Siamo appunto a New York, nei Queens, nel 1980 all’inizio di questo racconto, che si svolge tutto all’interno di una famiglia di ebrei di origine ucraina di modeste condizioni: la moglie (Anne Hathaway, bravissima) è piuttosto succube del marito (Jeremy Strong), un idraulico che arriva da un contesto sociale inferiore e lo vive con sensi di inferiorità. Investe tutto sui due figli maschi per fare il “salto di classe” non esitando a usare le maniere forti specie con il piccolo, che prende parecchie cinghiate. Paul è un ribelle, dotato di talento per il disegno ma poco attento a scuola, è attratto dalle classiche “cattive compagnie”, non rispetta suo padre – da cui evidentemente non si sente compreso – ma ha invece un debole per il nonno, sopravvissuto all’Olocausto e capace di sdrammatizzare ogni situazione (Anthony Hopkins). E poi c’è il coetaneo afroamericano, un orfano che vive con la nonna malata, ed è già ripetente. Tra i due è amicizia a prima vista, con il moltiplicarsi delle occasioni per mettersi nei guai, anche quando Paul viene trasferito dal padre in una scuola privata dove tutti fanno il tifo per Reagan e i ragazzi sono già razzisti: imparerà così quanto la vita possa essere ingiusta e sperimenterà sulla pelle il significato delle classi sociali.
Gray sta ben attento a non idealizzare il passato, a dipingere i due genitori con i giusti toni, né troppo edulcorati né troppo violenti, una misura che è tra le maggiori qualità di questo film così personale. Personale, in qualche modo, anche per la 39enne Anne Hathaway che racconta: “Mia suocera ha ispirato i momenti più belli del mio personaggio. Era semplicemente la più grande madre ebrea che abbia mai visto – ha detto l’attrice, sposata con Adam Shulman – ha vissuto la vita delle famiglie a basso reddito in quell’epoca. Io ho cercato di fare una cosa: catturare la profondità di quell’amore e quella connessione e onestamente non cercherò nemmeno di esprimerlo a parole perché è oltre ed è per questo che sono così grata al cinema perché ti permette di dire cose senza parole”.
“James – aggiunge Anne Hathaway – ha osservato il passato senza giudicarlo e permettendo al dolore di un tempo di essere utile al presente. Ognuno di noi ha un’opportunità ogni giorno della sua vita, facciamo ogni giorno scelte su come comportarci, su come vogliamo vedere gli altri e su come pensiamo a noi stessi”.

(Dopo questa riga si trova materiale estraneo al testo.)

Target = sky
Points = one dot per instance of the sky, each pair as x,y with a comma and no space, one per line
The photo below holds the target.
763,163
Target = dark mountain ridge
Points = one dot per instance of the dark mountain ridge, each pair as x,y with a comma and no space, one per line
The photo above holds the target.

Una curiosità: Robert De Niro e Oscar Isaac erano stati scelti per le parti del nonno e del padre, ma sono stati sostituiti poco prima delle riprese, mentre Cate Blanchett avrebbe dovuto interpretare la sorella del futuro presidente USA Donald Trump Maryanne, un piccolo ruolo andato poi a Jessica Chastain.
In sala dal 23 marzo con Universal.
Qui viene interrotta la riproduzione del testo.